There is, for instance, no full study in any language of the role played in Soviet cinema by the man who supervised its first decade, Anatoli Lunacharsky, the People’s Commissar for Enlightenment, whose wife, Nataliya Rozenel, was a popular film actress in the 1920s and who himself scripted a number of films, including the horror hit The Bear’s Wedding in 1925. Even a close examination of his scripts and of the films made from them might well provide us with a valuable new perspective on what was expected officially from Soviet cinema in the early period, and that in turn might throw up new continuities for us to consider. Similarly very little is known of the role played by such ‘enabling’ figures from the studios as Adrian Piotrovsky or Moisei Aleinikov, or by a historian and teacher like Venyamin Vishnevsky.
But cinema history cannot, of course, be merely the history of individuals: it must also be the history of the context within which those individuals were active. This has to include a consideration of the changing audience, its expectations and its reactions, and that leads us on to examine the role played by film critics and historians in the development of Soviet cinema. It also involves an examination of the relationship between that cinema and its audience and, more specifically, the reception of the films that were actually produced. Lastly, it must also include a study of the studio system and its implications and of the overall political context within which Soviet cinema has developed.
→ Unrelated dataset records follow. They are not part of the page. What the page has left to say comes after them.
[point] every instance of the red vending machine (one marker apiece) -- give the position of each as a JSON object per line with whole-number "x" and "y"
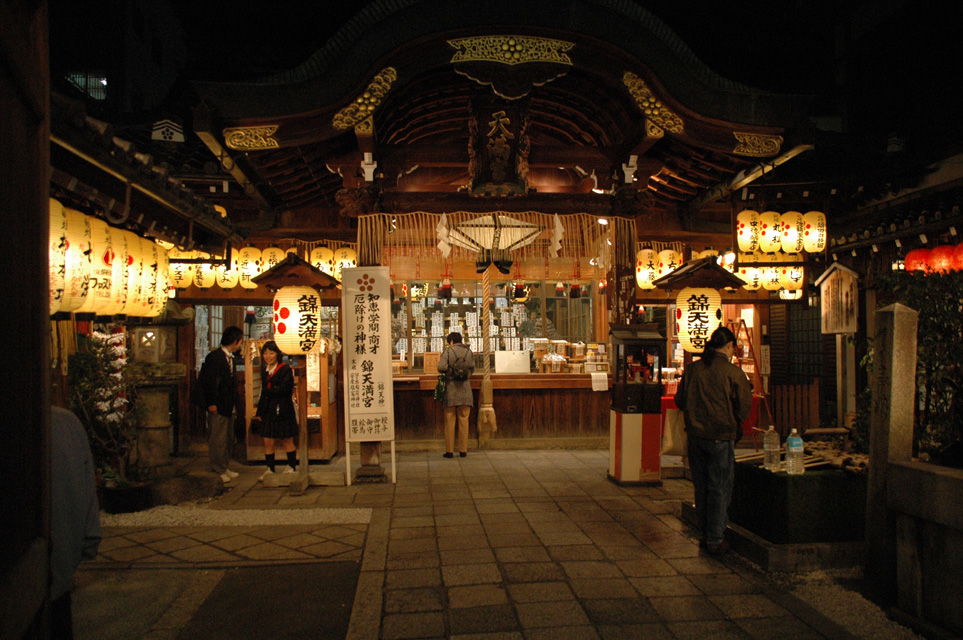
{"x": 635, "y": 420}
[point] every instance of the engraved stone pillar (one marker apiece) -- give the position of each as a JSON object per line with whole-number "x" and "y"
{"x": 891, "y": 437}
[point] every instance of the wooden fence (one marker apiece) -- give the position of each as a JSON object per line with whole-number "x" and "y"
{"x": 795, "y": 406}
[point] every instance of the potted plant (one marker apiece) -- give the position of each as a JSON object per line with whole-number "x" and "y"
{"x": 102, "y": 396}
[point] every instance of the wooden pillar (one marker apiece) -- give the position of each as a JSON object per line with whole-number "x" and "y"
{"x": 891, "y": 437}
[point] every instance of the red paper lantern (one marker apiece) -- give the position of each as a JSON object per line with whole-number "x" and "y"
{"x": 917, "y": 260}
{"x": 941, "y": 258}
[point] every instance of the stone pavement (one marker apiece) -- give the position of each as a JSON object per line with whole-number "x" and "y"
{"x": 500, "y": 545}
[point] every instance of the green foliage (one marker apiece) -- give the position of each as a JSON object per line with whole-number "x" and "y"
{"x": 102, "y": 396}
{"x": 938, "y": 298}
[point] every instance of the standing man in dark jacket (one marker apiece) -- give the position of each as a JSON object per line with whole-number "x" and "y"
{"x": 716, "y": 398}
{"x": 219, "y": 383}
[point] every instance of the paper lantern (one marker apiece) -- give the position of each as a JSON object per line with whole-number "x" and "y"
{"x": 181, "y": 275}
{"x": 941, "y": 259}
{"x": 344, "y": 258}
{"x": 228, "y": 276}
{"x": 770, "y": 231}
{"x": 323, "y": 258}
{"x": 101, "y": 268}
{"x": 793, "y": 232}
{"x": 669, "y": 260}
{"x": 135, "y": 269}
{"x": 698, "y": 312}
{"x": 750, "y": 274}
{"x": 248, "y": 266}
{"x": 815, "y": 232}
{"x": 270, "y": 258}
{"x": 77, "y": 261}
{"x": 297, "y": 319}
{"x": 204, "y": 274}
{"x": 646, "y": 268}
{"x": 917, "y": 260}
{"x": 118, "y": 295}
{"x": 747, "y": 230}
{"x": 57, "y": 254}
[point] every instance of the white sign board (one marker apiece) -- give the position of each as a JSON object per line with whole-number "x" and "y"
{"x": 368, "y": 389}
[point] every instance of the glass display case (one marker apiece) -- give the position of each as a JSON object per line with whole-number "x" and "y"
{"x": 638, "y": 353}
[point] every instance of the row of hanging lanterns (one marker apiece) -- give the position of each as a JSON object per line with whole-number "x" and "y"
{"x": 940, "y": 259}
{"x": 791, "y": 232}
{"x": 248, "y": 262}
{"x": 102, "y": 270}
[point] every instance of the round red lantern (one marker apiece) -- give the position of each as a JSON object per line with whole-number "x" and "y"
{"x": 941, "y": 258}
{"x": 917, "y": 260}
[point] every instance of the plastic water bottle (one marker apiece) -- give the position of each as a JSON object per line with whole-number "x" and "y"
{"x": 794, "y": 454}
{"x": 770, "y": 447}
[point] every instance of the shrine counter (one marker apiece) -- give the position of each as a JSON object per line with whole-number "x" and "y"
{"x": 535, "y": 406}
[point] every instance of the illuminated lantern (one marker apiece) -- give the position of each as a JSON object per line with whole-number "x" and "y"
{"x": 750, "y": 274}
{"x": 248, "y": 266}
{"x": 793, "y": 232}
{"x": 181, "y": 275}
{"x": 770, "y": 275}
{"x": 770, "y": 231}
{"x": 58, "y": 254}
{"x": 646, "y": 268}
{"x": 815, "y": 232}
{"x": 227, "y": 277}
{"x": 119, "y": 281}
{"x": 917, "y": 260}
{"x": 791, "y": 277}
{"x": 270, "y": 258}
{"x": 135, "y": 269}
{"x": 77, "y": 261}
{"x": 747, "y": 230}
{"x": 204, "y": 274}
{"x": 669, "y": 260}
{"x": 322, "y": 258}
{"x": 344, "y": 258}
{"x": 297, "y": 319}
{"x": 941, "y": 259}
{"x": 698, "y": 312}
{"x": 162, "y": 283}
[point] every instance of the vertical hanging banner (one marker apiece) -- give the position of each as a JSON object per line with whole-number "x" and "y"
{"x": 369, "y": 391}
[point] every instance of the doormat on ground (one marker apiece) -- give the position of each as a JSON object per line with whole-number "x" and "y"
{"x": 281, "y": 602}
{"x": 190, "y": 515}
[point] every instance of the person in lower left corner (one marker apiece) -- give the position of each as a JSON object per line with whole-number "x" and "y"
{"x": 75, "y": 532}
{"x": 275, "y": 420}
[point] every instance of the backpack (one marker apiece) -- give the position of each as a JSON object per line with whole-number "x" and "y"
{"x": 459, "y": 369}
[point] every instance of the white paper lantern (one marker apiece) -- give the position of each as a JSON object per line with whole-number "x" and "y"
{"x": 101, "y": 268}
{"x": 181, "y": 274}
{"x": 669, "y": 261}
{"x": 750, "y": 274}
{"x": 135, "y": 269}
{"x": 344, "y": 258}
{"x": 270, "y": 258}
{"x": 77, "y": 271}
{"x": 793, "y": 229}
{"x": 646, "y": 268}
{"x": 57, "y": 254}
{"x": 815, "y": 232}
{"x": 747, "y": 230}
{"x": 297, "y": 319}
{"x": 698, "y": 312}
{"x": 248, "y": 266}
{"x": 204, "y": 274}
{"x": 770, "y": 231}
{"x": 323, "y": 258}
{"x": 228, "y": 277}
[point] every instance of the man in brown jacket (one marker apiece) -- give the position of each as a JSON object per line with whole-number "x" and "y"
{"x": 716, "y": 397}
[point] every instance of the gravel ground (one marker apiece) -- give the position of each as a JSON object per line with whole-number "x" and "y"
{"x": 192, "y": 515}
{"x": 864, "y": 619}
Inside the Film Factory is therefore only one step along the road, although we naturally hope that it will be a significant one. The need now is for a more concerted effort to extract more information and to make more sophisticated use of it. As the Soviet Union rejoins the world community, contact between Soviet and Western scholars proliferates. This provides us with an unparalleled opportunity to combine the methodologies that have been developed over the decades by Western scholars and critics—many originally deriving from Soviet sources—with the information that is more easily accessible to Soviet scholars in their archives and libraries. As more blank pages are filled, so others will appear: such is the nature of historical research, but collaboration in the future will bring us closer to the elusive goal of historical truth than have confrontation and all-too-frequently wilful misrepresentation—on both sides—in the past. If Inside the Film Factory and the series that it inaugurates help to promote that collaboration, they will have served their purpose.
We enter the film factory with trepidation, but not entirely without hope.